As such, tracking these seasons from “where did they start” to “how did they end” is probably the best way to rank them. This one had a memorable start (post-murder) and and an equally memorable finish (Nancy saving her family by getting arrested); this was the one where they holed up with hilarious-creeper-Richard-Dreyfuss, in a how-did-they-convince-him-to-do-this performance.

#4: Season 1: We All Watched It on DVD

I began watching Weeds on television regularly during its third season, so I watched the first two initially on DVD, where, as mentioned earlier, this show really shines. Season 1 is light in tone, and it lays the groundwork for many of the themes and issues that the series explores in later seasons. The recent death of Nancy’s husband lends some emotional weight to the episodes, though they lack the real sense of dangerous that permeates proceedings beginning in Season 2. Like many other series, Weeds uses its first season to work the kinks out, and set up the tone and pacing for its best years, Seasons 2-4.

#3: Season 4: When They Ran Out of Bands to Sing the Theme Song

This is the season where Nancy and her family are running drugs back and forth across the Mexico border. It Weeds’s most successful season away from Agrestic, the suburban town in which the first three seasons are set and from which the Botwins must flee at the beginning of the season after Nancy burns down their house. It’s funny throughout, and most of the major storylines click.

#2: Season 3: Lots of Drug Deals

Seasons 2 and 3 chronicle the increasingly violent (though still funny!) ramifications of Nancy’s involvement in the drug business. Romany Malco’s performance as Conrad is a high point, and he has terrific chemistry with Parker, which would be sorely missed in later seasons. Tropes which would later be overused (Nancy is reckless, men will do whatever she wants, her kids are obsessed with her) are at their best here.

#1: Season 2: The One Where She Dates the DEA Agent

This is the most memorable and most successful season of Weeds. Before characters like Elizabeth Perkins’s Celia Hodes and Kevin Nealon’s Doug Wilson felt extraneous, and after the growing pains of the first season, Weeds here explored its essential storyline. In her relationship with a DEA agent investigating the drug business in Agrestic, Nancy best explores the tension that fuels her character. The finalé is filled with double-and-triple crosses that probably make sense to somebody, but it really is all about the success in tone, the execution of various plots, and the surfeit of enjoyable characters, most of whom would be written out of later seasons.

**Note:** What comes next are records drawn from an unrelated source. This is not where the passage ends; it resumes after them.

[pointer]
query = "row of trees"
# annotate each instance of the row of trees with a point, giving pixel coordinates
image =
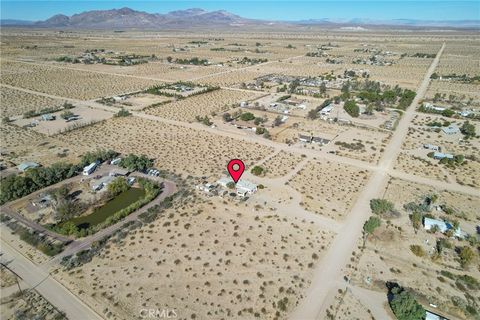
(18, 186)
(152, 190)
(133, 162)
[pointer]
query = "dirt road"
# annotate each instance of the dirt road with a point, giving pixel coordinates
(169, 189)
(48, 287)
(330, 270)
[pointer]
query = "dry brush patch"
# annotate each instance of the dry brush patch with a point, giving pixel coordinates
(388, 255)
(462, 91)
(401, 192)
(205, 260)
(175, 148)
(67, 82)
(329, 188)
(229, 78)
(19, 145)
(281, 164)
(201, 105)
(422, 167)
(16, 102)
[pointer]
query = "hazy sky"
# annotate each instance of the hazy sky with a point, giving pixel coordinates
(269, 10)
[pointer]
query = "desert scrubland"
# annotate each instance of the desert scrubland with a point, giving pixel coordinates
(255, 257)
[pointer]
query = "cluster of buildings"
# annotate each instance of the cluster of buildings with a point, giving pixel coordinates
(243, 188)
(313, 139)
(392, 120)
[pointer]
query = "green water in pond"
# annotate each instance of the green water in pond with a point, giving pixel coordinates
(121, 201)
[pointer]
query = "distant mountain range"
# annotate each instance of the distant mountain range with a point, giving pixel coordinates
(126, 18)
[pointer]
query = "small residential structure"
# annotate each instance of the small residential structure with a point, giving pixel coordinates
(119, 172)
(327, 109)
(431, 147)
(433, 107)
(440, 156)
(24, 166)
(243, 187)
(89, 169)
(48, 117)
(116, 161)
(304, 138)
(453, 129)
(292, 101)
(429, 223)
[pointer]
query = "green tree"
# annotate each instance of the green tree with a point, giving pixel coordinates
(448, 113)
(467, 255)
(117, 186)
(247, 116)
(416, 218)
(417, 250)
(66, 114)
(404, 305)
(136, 163)
(381, 206)
(369, 227)
(123, 113)
(257, 170)
(312, 114)
(468, 130)
(351, 108)
(259, 130)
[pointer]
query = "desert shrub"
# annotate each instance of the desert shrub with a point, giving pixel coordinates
(123, 113)
(18, 186)
(117, 186)
(136, 163)
(257, 170)
(381, 206)
(405, 306)
(351, 108)
(247, 116)
(417, 250)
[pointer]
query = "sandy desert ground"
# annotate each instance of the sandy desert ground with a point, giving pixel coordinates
(243, 265)
(328, 188)
(219, 258)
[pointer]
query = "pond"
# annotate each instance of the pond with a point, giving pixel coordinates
(121, 201)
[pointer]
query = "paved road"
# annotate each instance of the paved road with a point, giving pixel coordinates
(242, 135)
(332, 266)
(169, 189)
(48, 287)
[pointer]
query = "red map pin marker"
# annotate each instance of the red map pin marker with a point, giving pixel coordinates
(235, 168)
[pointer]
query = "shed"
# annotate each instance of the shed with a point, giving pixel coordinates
(320, 141)
(440, 156)
(27, 165)
(246, 186)
(451, 130)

For anyone who has slogged through piece this without ever watching Weeds… first, congratulations! Second, I would encourage it for Netflix-or-something-else marathon viewing. Weeds no way an essential series, but it does many of the things that you want a comedy to do. It’s not as funny or as smart as the best of comedies, but, like Nancy Botwin, there is something about the show that you just can’t quite shake.